Bard Hall was opened in 1931, Bollinger said. It was named for Samuel Bard, an 18th-century physician who served as George Washington's doctor and founded what is now the university's Vagelos College of Physicians and Surgeons.
But Bard was also a slave owner, Bollinger said. He cited the first US census in 1790, which indicated Bard owned three slaves, though a project dedicated to exploring Columbia University's historical connections to slavery says Bard owned eight slaves in the early 19th century.
    "We know about at least one instance, in 1776, in which (Bard) advertised, with a promised reward, for the return of a fugitive slave," Bollinger wrote.

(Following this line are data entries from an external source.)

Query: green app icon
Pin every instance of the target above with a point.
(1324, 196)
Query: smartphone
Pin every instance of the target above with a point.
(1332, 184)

    The university convened a group in June to "consider campus names and symbols associated with matters of race and racism," the letter said. That committee unanimously recommended renaming the dorm. The group will continue its work into the academic year, the letter said.
    In his letter, Bollinger emphasized "how careful we need to be in shaping the environment, symbolic as well as physical, in which we ask our students to live and to call home."
    The change "feels urgent not only for the individuals who have been asked to call Bard Hall home, but for the many students, staff, and faculty in the broader Columbia community," Bollinger said, in part.
    He added it is "especially vivid at Columbia University Irving Medical Center, where the contradiction between the egalitarian health service norms they cherish and slavery's denial of full human standing is starkly blatant and offensive."
    "Of course, we cannot, indeed should not, erase Samuel Bard's contributions to the medical school," Bollinger said. "But we must not recall this history without also recognizing the reason for our decision to rename Bard Hall."
    Dr. Raymond Givens, a cardiologist and assistant professor of medicine at Columbia, told CNN he has wanted to see the name changed since he learned several years ago that Bard was a slave owner.
    Givens, who is Black, said it became especially important to him after his young son enrolled in the nursery school located at Bard Hall.
    "On the one hand it was a point of pride to be able to give my son that type of headstart in life," Givens told CNN in an interview. "But knowing that I was dropping him off every day in a building named for somebody who would have seen him as property was kind of a heavy feeling."
    In light of both the police killing of George Floyd and the impact Covid-19 has had on Black communities, Givens said he felt he needed to raise the issue of renaming Bard Hall and wrote to Bollinger and other members of the university's leadership. He also started a Change.org petition, urging the university to remove Bard's name from the dorm.
    In recent years, a number of institutions and communities have renamed buildings or removed statues and monuments based on their historical links to slavery, racism or the Confederacy. The movement has gained momentum amid a nationwide reckoning over racial injustice after the police killing of George Floyd in Minneapolis.
    In 2017, Georgetown University in Washington, DC, renamed campus buildings named after Jesuits who supervised the sale of slaves. The Princeton Theological Seminary in New Jersey pledged last October to spend about $28 million on reparations over its ties to slavery, including scholarships and fellowships for descendants of enslaved people and renaming campus spaces in honor of prominent African Americans.
    In June, Princeton University announced it would remove the name of President Woodrow Wilson from its school of public policy and a residential college, citing his "racist thinking and policies." Wilson had defended segregation and slavery and denied admission to Black men when he was the school's president.
    Givens said Columbia still has a long road ahead to address its historical connections to slavery, pointing to the steps taken by Princeton Theological Seminary as a potential "template" for how that can be done.
    "Because of the powerful advocacy of Dr. Givens and the contributions of many others, we will soon see this residence hall named in a way that aligns with the values of our medical center and the university," a university spokesperson told CNN.
    Givens also hopes the community has input on how the dorm is renamed. He said one potential namesake could be the late Dr. Kenneth Forde, who was a prominent Black surgeon at Columbia.
      "A name I would like to throw in the ring is Barack Obama, who is not a doctor obviously, but is a Columbia grad and also inarguably had a sweeping effect on American healthcare through the Affordable Care Act."
      "The idea of Forde-Obama Hall is something that I find kind of compelling," he said.